Drift diffusion model simulation
The demonstration in the second row of Supplementary Fig. 6 was produced as follows: Random subsamples (n=500 subsamples, 10,000 trials each) were collected from the behavioral dataset without perturbation (i.e. light-off). A simulated “perturbation” was then introduced by choosing a random 50% of trials and replacing the true animal choice with a random selection (either left or right). This reflects the concept of a lapse: i.e. an impairment in selecting the desired response, and specifically one that is not tied to the timing or quantity of accumulated evidence information. Each of the 500 subsamples of trials with the perturbation applied were then fit to the drift diffusion model using the same methods as the data fitting in Fig. 3.

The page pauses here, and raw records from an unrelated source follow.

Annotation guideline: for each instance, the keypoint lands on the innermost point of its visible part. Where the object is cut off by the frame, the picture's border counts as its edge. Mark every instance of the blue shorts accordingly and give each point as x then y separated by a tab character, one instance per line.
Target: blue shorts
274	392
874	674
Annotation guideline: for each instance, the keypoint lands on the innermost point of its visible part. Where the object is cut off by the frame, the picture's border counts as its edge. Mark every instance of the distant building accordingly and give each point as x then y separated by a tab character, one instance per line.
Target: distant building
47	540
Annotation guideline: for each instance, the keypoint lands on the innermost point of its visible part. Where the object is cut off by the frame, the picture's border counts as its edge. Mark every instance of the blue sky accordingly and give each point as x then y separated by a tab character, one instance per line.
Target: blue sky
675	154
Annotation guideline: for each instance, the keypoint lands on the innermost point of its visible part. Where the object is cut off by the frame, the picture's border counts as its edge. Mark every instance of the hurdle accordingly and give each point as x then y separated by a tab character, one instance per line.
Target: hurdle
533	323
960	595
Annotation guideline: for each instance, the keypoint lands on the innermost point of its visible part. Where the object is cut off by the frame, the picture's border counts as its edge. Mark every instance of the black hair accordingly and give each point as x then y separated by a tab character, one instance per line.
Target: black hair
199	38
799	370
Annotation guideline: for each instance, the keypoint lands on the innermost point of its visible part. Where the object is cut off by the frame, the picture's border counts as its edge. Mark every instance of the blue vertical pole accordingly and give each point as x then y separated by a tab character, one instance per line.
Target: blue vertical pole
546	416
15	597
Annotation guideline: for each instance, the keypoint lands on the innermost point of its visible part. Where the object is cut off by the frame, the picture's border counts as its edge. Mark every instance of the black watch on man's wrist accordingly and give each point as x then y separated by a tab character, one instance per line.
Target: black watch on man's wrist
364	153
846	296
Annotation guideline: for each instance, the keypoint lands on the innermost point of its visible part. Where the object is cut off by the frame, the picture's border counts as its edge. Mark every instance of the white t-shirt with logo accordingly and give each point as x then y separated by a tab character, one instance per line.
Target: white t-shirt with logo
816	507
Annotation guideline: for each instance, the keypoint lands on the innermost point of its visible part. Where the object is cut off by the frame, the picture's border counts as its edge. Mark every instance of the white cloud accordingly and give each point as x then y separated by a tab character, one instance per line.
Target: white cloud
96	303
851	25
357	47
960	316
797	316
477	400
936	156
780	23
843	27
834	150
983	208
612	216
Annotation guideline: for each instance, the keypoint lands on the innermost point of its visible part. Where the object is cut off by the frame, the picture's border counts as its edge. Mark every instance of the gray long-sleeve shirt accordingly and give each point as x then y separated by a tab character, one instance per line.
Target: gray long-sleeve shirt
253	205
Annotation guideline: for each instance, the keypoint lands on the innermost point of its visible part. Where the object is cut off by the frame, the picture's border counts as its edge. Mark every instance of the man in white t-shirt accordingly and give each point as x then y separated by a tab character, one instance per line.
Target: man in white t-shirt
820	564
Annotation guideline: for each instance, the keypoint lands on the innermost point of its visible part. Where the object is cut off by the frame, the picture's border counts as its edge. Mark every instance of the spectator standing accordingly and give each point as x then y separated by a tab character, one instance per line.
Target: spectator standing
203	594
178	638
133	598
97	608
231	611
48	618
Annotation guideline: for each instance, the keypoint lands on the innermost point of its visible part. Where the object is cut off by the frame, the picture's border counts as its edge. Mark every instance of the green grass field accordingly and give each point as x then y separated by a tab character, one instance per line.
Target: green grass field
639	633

The trials shown in Supplementary Movie 1 and Fig. 3b were generated as follows: a single trial with 5 left puffs and 3 right puffs was produced, and the accumulator value a throughout the trial was calculated by running the model (equation in the Drift Diffusion Modeling section above) in discrete time steps of 15 ms. For the Baseline case, parameters were chosen to be similar to the empirically fit light-off behavioral data (Supplementary Table 1). The leaky, noisy, and lapse conditions were simulated by altering those parameters and re-running the simulation. Playback was slowed for visualization purposes.
Acknowledgements
We thank the members of the laboratories of S.W., D.W.T., Ilana Witten, Carlos Brody, and the BRAIN COGS group for discussion and technical assistance, Marlies Oostland for animal training and discussions, Henk-Jan Boele for comments on the manuscript, and Julia Kuhl for illustration. Funded by National Institutes of Health grants F30 MH115577, U19 NS104648, R01 MH115750, R01 NS045193.